A Date with Her Best Friend

by Louisa Heaton

CHAPTER ONE

Cara Maddox was two sets in on a five-set high-intensity weights workout when her phone went off. The scary ringtone she’d allocated to her father filled the fire station’s small gym and she debated whether to ignore the call. But familial duty got the better of her and she set the weights down with a sigh.

Wiping her face with a soft towel, she accepted the video call. ‘Hi, Dad.’

Her father smiled at her. ‘Hello, darling, how are you doing?’

He was sitting in a comfortable leather chair, and his background told her he was in the library of Higham Manor, her childhood home. Shelves and shelves of leather-bound books behind him reached from floor to ceiling.

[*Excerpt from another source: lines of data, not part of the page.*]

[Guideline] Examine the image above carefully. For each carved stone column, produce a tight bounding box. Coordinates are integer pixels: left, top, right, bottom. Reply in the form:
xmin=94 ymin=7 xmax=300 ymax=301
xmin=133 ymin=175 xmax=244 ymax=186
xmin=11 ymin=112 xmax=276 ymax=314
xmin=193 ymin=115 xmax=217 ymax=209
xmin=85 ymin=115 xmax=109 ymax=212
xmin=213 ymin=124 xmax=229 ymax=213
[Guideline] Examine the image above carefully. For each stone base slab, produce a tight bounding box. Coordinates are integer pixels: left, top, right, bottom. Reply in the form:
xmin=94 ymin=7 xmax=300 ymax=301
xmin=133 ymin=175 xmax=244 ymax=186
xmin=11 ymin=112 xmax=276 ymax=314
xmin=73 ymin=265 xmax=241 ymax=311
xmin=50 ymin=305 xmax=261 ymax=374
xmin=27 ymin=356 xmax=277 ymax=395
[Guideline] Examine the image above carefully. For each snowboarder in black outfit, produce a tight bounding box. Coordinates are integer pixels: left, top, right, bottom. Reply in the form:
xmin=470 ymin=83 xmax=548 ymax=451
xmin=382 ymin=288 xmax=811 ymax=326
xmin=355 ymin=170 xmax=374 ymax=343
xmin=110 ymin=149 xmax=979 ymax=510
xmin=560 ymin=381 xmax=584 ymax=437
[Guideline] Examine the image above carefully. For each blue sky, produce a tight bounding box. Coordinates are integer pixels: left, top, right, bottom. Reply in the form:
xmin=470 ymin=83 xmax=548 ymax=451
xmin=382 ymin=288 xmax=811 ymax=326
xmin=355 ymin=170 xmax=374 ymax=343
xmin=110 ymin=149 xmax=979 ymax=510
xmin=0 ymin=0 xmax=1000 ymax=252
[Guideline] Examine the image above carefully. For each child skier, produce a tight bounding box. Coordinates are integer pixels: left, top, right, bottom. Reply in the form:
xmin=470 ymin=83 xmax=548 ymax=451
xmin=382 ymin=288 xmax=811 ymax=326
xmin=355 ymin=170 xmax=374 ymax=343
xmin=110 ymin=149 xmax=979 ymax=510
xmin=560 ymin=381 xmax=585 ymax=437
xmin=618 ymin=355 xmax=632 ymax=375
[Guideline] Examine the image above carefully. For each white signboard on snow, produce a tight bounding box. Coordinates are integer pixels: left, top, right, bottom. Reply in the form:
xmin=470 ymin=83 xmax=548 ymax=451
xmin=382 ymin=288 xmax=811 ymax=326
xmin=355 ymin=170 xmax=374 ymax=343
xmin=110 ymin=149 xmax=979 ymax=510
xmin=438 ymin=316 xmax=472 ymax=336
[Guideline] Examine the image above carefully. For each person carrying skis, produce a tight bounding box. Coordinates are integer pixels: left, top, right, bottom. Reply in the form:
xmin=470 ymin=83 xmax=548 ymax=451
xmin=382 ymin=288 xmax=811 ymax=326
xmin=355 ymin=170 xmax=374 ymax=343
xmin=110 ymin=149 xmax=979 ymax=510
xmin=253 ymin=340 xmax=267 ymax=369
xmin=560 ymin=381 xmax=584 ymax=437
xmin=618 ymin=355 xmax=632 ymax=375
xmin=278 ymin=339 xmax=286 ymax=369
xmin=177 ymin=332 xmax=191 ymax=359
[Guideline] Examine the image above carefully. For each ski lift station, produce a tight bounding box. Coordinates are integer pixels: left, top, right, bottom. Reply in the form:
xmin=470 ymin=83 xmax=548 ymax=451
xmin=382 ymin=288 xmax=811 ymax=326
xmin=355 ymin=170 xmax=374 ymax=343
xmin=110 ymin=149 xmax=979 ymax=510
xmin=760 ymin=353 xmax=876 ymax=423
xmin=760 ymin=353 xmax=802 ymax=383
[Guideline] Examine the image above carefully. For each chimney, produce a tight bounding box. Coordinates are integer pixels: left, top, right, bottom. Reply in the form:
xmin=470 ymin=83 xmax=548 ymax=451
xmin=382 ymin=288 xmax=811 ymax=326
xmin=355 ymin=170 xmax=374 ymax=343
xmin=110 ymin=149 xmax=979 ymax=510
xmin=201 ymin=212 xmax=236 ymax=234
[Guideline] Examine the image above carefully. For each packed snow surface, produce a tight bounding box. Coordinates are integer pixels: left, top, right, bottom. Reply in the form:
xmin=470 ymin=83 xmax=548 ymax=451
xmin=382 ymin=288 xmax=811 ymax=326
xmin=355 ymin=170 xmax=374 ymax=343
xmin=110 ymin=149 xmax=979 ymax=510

He peered closer, then frowned. ‘You look shattered. Are you taking care of yourself?’

‘I’m in the middle of a workout, Dad.’ She checked her watch to note her heart rate and then paused her workout.

‘Right. Of course. Got to stay fit in your type of job, I guess.’

‘That’s right.’

She stiffened slightly when he mentioned her job. Felt herself instantly go on the defensive. Her father had never been a fan of her joining the fire service. If he was calling just to have another go at her about it, or to suggest she change jobs, then she’d end the call. She really didn’t have any time for that kind of nonsense any more.

‘What can I do for you?’ Best to get right to the point.

‘I was wondering if you were going to come back home at the end of the month, for your mother’s party? We haven’t seen you in a long time, and it would be nice to see you.’

As he finished speaking, Michaels, her dad’s butler, came into view, carrying a tray with coffee and biscuits.

‘You’re seeing me now.’

‘Come now, Cara, you know it’s not the same. It’s your mother’s birthday. She’d want you to be there.’

‘She’s been dead for years, Dad. She’s not going to know whether I’m there or not.’

Her father bristled, waiting for Michaels to leave the room before he began speaking again. ‘But your family will. Our friends will. The servants will. What will they think?’

‘It doesn’t matter what they think. I don’t know them. They’re your friends and associates. Not mine.’

‘It’s her birthday, Cara,’ her father said, as if that should be enough explanation for everything. As if that should be enough motivation to get his daughter to do everything he wanted.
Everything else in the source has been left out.